What if Michael Jordan Played in Today’s NBA?

By: Dr. Ikjyot Singh Kohli

It seems that one cannot turn on ESPN or any YouTube channel nowadays without the ongoing debate of whether Michael Jordan is better than Lebron, what would happen if Michael Jordan played in today’s NBA, etc… However, I have not seen a single scientific approach to this question. Albeit, it is sort of an impossible question to answer, but, using data science I will try.

From a data science perspective, it only makes sense to look at Michael Jordan’s performance in a single season, and try to predict based on that season how he would perform in the most recent NBA season. That being said, let’s look at Michael Jordan’s game-to-game performance in the 1995-1996 NBA season when the Bulls went 72-10.

Using neural networks and Garson’s algorithm , to regress against Michael Jordan’s per game point total, we note the following:

jordanpoints
In this plot, the “o” stands for opponent.

 

One can see from this variable importance plot, Michael’s points in a given game were most positively associated with teams that committed a high number of turnovers followed by teams that make a lot of 3-point shots. Interestingly, there was not a strong negative factor on Michael’s points in a given game.

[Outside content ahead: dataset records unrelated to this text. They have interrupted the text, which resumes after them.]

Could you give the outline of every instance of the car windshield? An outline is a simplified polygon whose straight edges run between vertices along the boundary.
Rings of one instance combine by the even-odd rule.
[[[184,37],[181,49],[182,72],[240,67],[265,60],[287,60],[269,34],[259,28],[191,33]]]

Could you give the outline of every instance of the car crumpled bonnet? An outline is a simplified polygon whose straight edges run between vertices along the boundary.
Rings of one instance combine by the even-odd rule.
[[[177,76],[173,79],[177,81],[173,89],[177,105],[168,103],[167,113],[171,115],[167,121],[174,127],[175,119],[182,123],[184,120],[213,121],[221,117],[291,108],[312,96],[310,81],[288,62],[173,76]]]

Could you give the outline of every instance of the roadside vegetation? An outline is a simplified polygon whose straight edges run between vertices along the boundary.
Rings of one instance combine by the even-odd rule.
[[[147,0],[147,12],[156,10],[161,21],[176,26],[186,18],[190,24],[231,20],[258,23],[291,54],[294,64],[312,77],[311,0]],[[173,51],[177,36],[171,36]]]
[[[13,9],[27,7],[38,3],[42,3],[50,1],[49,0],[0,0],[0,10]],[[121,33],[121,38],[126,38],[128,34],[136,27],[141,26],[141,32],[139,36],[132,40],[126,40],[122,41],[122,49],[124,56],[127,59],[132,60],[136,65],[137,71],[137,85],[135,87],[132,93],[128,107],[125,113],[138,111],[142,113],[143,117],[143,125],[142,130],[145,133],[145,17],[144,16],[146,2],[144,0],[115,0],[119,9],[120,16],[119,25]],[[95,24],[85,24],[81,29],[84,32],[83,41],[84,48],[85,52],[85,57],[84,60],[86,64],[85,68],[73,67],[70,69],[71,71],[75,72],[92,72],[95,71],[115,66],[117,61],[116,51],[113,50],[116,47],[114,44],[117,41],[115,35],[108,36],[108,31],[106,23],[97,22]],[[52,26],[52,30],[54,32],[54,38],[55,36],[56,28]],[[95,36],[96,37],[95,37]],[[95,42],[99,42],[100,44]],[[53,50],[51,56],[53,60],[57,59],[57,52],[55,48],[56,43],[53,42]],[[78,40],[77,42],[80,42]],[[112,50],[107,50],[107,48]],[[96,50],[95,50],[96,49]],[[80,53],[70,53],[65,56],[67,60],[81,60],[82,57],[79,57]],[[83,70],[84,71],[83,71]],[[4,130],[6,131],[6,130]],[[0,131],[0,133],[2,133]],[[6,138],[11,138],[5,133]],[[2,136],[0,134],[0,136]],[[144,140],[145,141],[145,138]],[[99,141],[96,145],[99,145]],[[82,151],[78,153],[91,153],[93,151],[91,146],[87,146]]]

Given this information, and the per-game league averages of the 2017 season, we used this neural network to make a prediction on how many points Michael would average in today’s season:

Michael Jordan: 2017 NBA Season Prediction: 32.91 Points / Game (+/- 6.9)

It is interesting to note that Michael averaged 30.4 Points/Game in the 1995-1996 NBA Season. We therefore conclude that the 1995-1996 Michael would average a higher points/game if he played in today’s NBA.

As an aside, a plot of the neural network used to generate these variable importance plots and predictions is as follows:

jordannnet

What about the reverse question? What if the 2016-2017 Lebron James played in the 1995-1996 NBA? What would happen to his per-game point average? Using the same methodology as above, we used neural networks in combination with Garson’s algorithm to obtain a variable importance plot for Lebron James’ per-game point totals:

lebronplot

 

One sees from this plot that Lebron’s points every game were most positively impacted by teams that predominantly committed personal fouls, followed by teams that got a lot of offensive rebounds. There were no predominantly strong negative factors that affected Lebron’s ability to score.

Using this neural network model, we then tried to make a prediction on how many points per game Lebron would score if he played in the 1995-1996 NBA Season:

Lebron James: 1995-1996 NBA Season Prediction: 18.81 Points / Game (+/- 4.796)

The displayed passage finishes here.